설명된 바와 같이, 약한 분류기들은 비올라에서와 같이 구성될 수 있을지라도, 대안적으로 그것들은 상기 직접적으로 기술된 결정 스텀프들로 구성될 수 있다. 추가로, 약한 분류기의 트레이닝이 대안적인 테크닉들을 사용할 수 있다는 것에 주의한다. 한 가지 테크닉에 따라서, 현재 추가될 약한 분류기를 테스트하기 위해, 인증 세트의 예들은 앞선 단계들의 모든 이전에 추가된 약한 분류기들과 최신 단계에 이전에 추가된 약한 분류기들을 통해 스캐닝된다. 그러나, 일단 앞선 약한 분류기가 채택되어 스코어링되면, 그 스코어는 변하지 않는다. 따라서, 보다 효율적인 대안적 테크닉에 있어서, 모든 앞선 단계들 및 그 앞선 단계들에 대한 그것들이 스코어들을 통과하는 사각형들이 저장된다. 모든 앞선 단계들을 통한 예들을 다루기보다는, 이러한 남아있는 사각형들에 대한 앞선 스코어들이 최신의 약한 분류기의 트레이닝에서 사용되며, 남아있는 사각형들만이 스코어들을 업데이트하기 위해 최신의 약한 분류기를 통해 취급되어야 한다.As described, the weak classifiers may be configured as in viola, but alternatively they may be composed of the crystal stumps described directly above. In addition, note that training of the weak classifier may use alternative techniques. According to one technique, to test the weak classifier to be added now, examples of authentication sets are scanned through all previously added weak classifiers of the preceding steps and weak classifiers previously added to the latest step. However, once the preceding weak classifier is adopted and scored, the score does not change. Thus, in a more efficient alternative technique, squares are stored for all the preceding steps and their advances to scores. Rather than dealing with examples of all the preceding steps, the preceding scores for these remaining squares are used in the training of the latest weak classifier, and only the remaining squares must be treated with the latest weak classifier to update the scores.

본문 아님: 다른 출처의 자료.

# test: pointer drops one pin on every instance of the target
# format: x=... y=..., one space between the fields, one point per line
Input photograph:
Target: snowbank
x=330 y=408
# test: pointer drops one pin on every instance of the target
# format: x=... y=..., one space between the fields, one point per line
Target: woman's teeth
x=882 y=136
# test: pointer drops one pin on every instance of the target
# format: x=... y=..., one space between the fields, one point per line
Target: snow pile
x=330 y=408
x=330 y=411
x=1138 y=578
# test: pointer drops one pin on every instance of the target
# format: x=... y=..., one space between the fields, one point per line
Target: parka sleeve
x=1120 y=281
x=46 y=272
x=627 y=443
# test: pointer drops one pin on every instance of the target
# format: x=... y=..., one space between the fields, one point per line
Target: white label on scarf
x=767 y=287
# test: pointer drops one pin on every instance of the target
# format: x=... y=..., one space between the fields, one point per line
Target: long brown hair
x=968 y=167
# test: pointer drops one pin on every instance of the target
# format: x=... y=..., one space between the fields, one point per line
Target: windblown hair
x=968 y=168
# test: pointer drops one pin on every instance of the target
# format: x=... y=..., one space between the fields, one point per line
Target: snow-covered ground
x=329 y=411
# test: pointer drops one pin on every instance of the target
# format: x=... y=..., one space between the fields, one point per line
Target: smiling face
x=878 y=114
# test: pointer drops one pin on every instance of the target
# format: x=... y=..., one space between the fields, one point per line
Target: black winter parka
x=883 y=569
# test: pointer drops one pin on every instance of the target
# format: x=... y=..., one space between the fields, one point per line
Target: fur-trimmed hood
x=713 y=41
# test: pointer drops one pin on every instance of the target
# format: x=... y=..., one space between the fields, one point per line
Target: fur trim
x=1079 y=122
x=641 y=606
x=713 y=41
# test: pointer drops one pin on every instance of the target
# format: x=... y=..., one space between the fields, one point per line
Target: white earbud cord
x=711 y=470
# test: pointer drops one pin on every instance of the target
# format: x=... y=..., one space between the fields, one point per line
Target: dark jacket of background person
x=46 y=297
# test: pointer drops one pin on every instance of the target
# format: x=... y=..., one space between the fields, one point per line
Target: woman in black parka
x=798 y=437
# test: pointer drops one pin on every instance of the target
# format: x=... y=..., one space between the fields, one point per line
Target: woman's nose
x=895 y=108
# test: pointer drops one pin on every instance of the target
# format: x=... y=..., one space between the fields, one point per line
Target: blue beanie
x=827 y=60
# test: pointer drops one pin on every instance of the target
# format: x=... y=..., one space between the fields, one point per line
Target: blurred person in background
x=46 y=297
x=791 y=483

일단 안면 이미지가 안면 검출(30)에 의해 비디오(20)에서 검출되면, 그것은 이미지에 대한 VQ 막대도를 생성하도록 피쳐 추출기(35)에서 프로세싱된다. 이러한 피쳐 추출 프로세싱은 검출된 이미지에 대해 피쳐 벡터(X_D)를 결과로 나타낸다. ("검출된" X에 대한) 표기 X_D는 트레이닝에서 샘플 안면 이미지가 아닌 비디오 스트림(20) 내 검출된 안면 이미지(이하 35a)에 대응하는 벡터를 강조하도록 사용된다. 그러나, 검출된 이미지에 대한 피쳐 벡터(XD)가 오프라인 트레이닝(90)에서 사용되는 샘플 안면 이미지들에 대해 상기 논의된 입력 피쳐 벡터들(X)과 동일한 방식으로 추출된다는 것에 주의한다. 따라서, 피쳐 추출기들(35, 75)은 시스템(10)에서 동일할 수 있다. 검출된 안면 이미지들 및 트레이닝에서 사용된 샘플 이미지들을 포함하는 비디오 프레임들은 동일한 원 입력 포맷에 따를 수 있고, 그러한 경우에 피쳐 추출 프로세싱이 동일하다.Once the facial image is detected in video 20 by facial detection 30, it is processed in feature extractor 35 to generate a VQ bar diagram for the image. This feature extraction processing results in a feature vector (X _D ) for the detected image. The notation X _D (for “detected” X) is used to emphasize the vector corresponding to the detected facial image (hereinafter 35a) in the video stream 20 but not the sample facial image in training. However, note that the feature vector XD for the detected image is extracted in the same manner as the input feature vectors X discussed above for the sample facial images used in the offline training 90. Thus, feature extractors 35, 75 may be the same in system 10. Video frames comprising detected facial images and sample images used in training may follow the same original input format, in which case feature extraction processing is the same.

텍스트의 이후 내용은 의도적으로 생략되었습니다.